The force of the blast made his head shatter internally, but it stayed together mostly as he hit the ground. When we moved him to the cot, however, we found that blood and other viscera had leaked out of the back of his skull, staining a 7-inch square area in the carpet. We cut the carpet away, only to find that the blood had soaked through the pad and stained the baseboards underneath. For an hour, we scrubbed the floor bare with bleach until there was no more trace of the blood.

There are services who do this kind of thing...mostly off-duty nurses or ambulance drivers...people with a stomach for this kind of gore. In this particular case, we didn't hire anyone because they can be quite expensive, and we didn't want to add anything to the cost of these particular services.

I've had to do it maybe half a dozen times in the past three years, but my brother tells me stories that will turn your guts. The most brutal visual I remember: when lifting a head where the skull has been shattered by a shotgun blast, he says that it feels like moving a warm, wet back of ice chips.
posted by ColdChef at 9:02 PM on October 12, 2007


You (or anyone else who's clicked on this thread) might enjoy watching the 1996 movie Curdled. It's about a woman (played by Angela Jones, who also played Bruce Willis' cab driver in Pulp Fiction) who gets a job cleaning up crime scenes. I have no idea how accurate it is. (Not very, I suspect.)
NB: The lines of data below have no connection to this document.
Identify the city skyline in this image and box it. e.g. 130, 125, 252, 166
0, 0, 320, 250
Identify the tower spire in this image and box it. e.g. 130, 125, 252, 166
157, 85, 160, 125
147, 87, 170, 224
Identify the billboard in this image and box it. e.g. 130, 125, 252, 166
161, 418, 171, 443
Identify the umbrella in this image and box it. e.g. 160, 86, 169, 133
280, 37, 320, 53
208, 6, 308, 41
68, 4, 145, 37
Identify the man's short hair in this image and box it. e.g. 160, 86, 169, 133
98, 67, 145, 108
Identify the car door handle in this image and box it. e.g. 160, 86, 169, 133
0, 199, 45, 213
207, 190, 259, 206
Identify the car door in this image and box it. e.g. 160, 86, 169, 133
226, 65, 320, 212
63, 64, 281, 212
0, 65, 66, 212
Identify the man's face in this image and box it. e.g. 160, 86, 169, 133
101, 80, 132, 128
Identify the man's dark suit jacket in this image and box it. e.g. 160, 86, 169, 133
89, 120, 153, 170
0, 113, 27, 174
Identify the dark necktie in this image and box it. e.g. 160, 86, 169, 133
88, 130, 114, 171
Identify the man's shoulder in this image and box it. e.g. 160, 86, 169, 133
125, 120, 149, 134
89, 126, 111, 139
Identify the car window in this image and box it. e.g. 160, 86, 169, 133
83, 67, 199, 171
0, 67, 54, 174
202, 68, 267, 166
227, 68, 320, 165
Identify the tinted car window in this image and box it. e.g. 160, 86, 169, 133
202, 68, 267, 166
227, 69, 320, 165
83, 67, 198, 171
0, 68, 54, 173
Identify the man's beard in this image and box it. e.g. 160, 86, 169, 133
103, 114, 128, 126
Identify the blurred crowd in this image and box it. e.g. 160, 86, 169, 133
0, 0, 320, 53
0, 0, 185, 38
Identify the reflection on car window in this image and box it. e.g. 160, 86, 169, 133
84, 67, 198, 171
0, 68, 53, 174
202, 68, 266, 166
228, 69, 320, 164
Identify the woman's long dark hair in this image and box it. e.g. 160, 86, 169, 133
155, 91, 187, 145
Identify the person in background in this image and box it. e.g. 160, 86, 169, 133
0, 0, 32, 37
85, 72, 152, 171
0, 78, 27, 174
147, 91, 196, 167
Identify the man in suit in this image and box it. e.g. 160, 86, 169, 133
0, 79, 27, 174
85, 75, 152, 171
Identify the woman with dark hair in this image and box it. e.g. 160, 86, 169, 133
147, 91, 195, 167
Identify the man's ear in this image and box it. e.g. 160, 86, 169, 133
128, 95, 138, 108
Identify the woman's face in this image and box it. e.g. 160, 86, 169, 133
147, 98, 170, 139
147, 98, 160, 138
Anyway, it was exec produced by Tarantino and was one of those movies that came into being purely by the grace of his coattails (which, at the time, seemed endless).
posted by Karlos the Jackal at 10:22 PM on October 12, 2007


When my uncle shot himself (in the house of my grandparents) their across-the-street neighbors (and, obviously, friends) cleaned up. She was a nurse, he a doctor. I always thought that was so terribly kind.
posted by bunnie at 11:04 PM on October 12, 2007


Response by poster: Wow -- such a variety of answers. It really surprises me that there is not a more coordinated effort on the part of our law enforcement agencies or health care services to attend to something like this. I've heard that the Red Cross offers services in the event of fire or flood even when it's just one property -- you'd think there would be an agency that would handle this. I wonder how it's done in other countries.

I've marked as "best" those that have first-person accounts. I am now recalling that my father had some kind of job like this though I always assumed he was part of an investigation team because he talked about coming up on the scene and labelling parts (one, a parachuting accident and another, a suicide). I recall that he didn't keep the job long. He was in residency and went on to work as an eye surgeon (Ew!) but just didn't have the stomach for it. I'll have to ask him about it next time we are together.
posted by amanda at 9:01 AM on October 13, 2007


The plot of Nekromantik involves a guy who does this sort of clean-up work bringing home a fresh corpse who his wife, ah, really enjoys (with unexpected results! har har). Particularly grisly depiction of this sort of cleaning activity here FWIW.